Alyssa Haight, a University of North Carolina-Chapel Hill student and member of Students for a Democratic Society, summarized the action at the Rayburn Building: “The only way to change is for people to come together—that’s what we just did. The police asked for the name of our leader and we wouldn’t give one, because we are representatives of all the people.”

Ricardo Prada, a Colombian student at the City University of New York, said, “Congress has the power to cut funds and stop the war—but Congress is part of the people—so the FIST action is a way of remembering who has the power in the nation.”

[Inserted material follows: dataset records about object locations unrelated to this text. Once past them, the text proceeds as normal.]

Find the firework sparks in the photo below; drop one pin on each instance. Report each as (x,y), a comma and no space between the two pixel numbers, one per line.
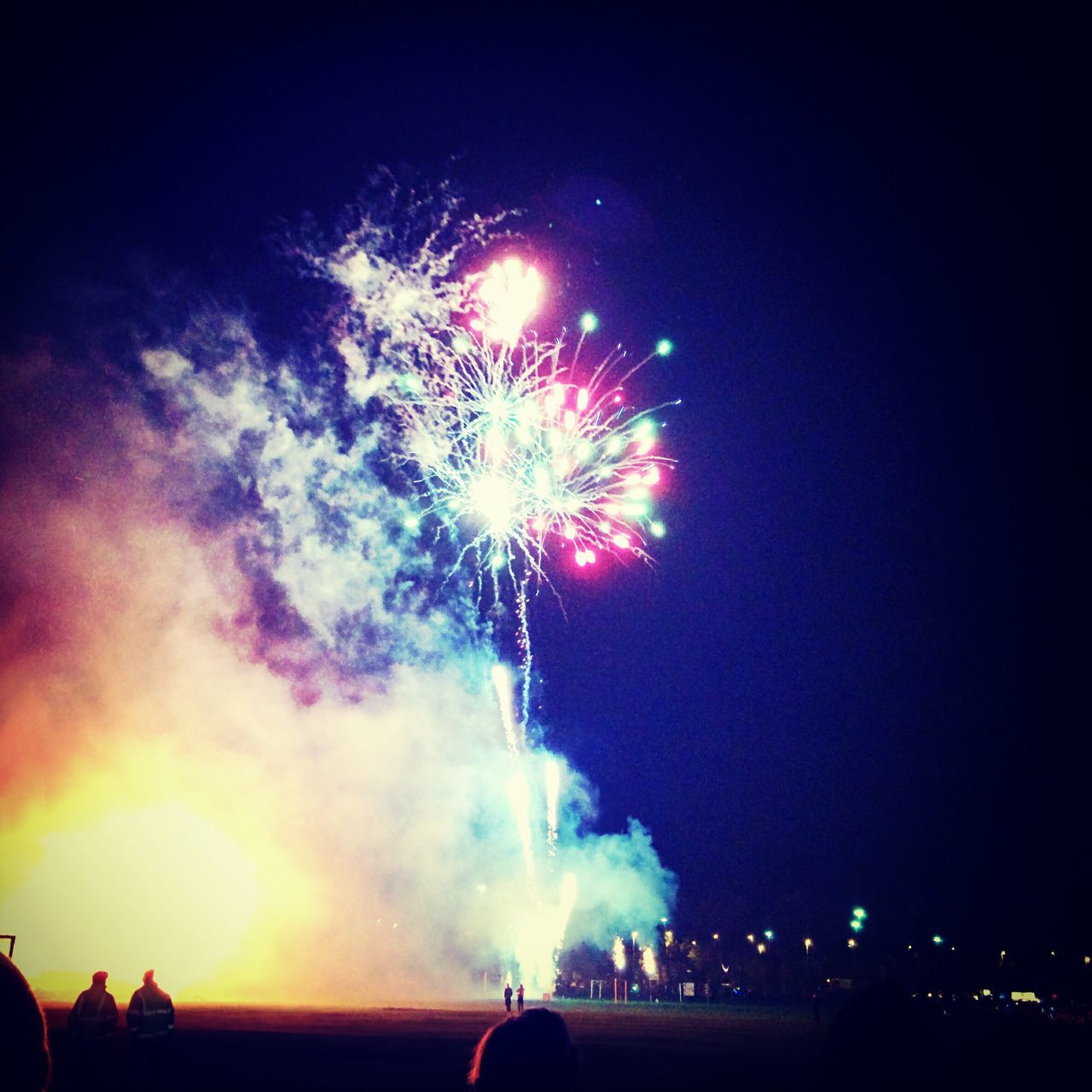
(509,293)
(648,962)
(619,954)
(531,451)
(553,787)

Haight noted that the response from many observers inside the building was positive, including an African-American staffer who gave the youth high fives as they chanted, “Money for jobs and education, not for war and occupation!” Workers smiled, nodded approval, gave the peace sign and thumbs-up.

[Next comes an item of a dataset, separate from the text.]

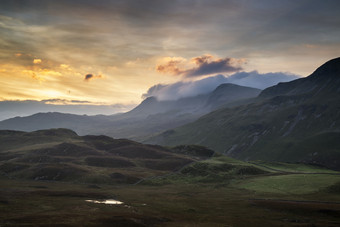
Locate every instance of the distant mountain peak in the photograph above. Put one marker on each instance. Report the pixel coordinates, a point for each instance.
(330, 69)
(324, 79)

Others were not so friendly. Two of the protesters were pushed by police, and military staffers in uniform cursed the contingent before slamming their office door. The youth narrowly avoided arrest as the police confusedly chased them through the building and out the door.

Caleb Maupin with the Baldwin-Wallace College FIST chapter in Cleveland said, “The spirit of rebellion is flowing through students.”

The next day at the March on the Pentagon, the encampment joined a vibrant “Stop the War at Home” contingent organized by the Jericho Movement, Troops Out Now Coalition, National May 1st Movement for Worker and Immigrant Rights, Katrina/Rita Survivors Network, BAYAN and the Million Worker March Movement.

Minnie Bruce Pratt contributed to this report.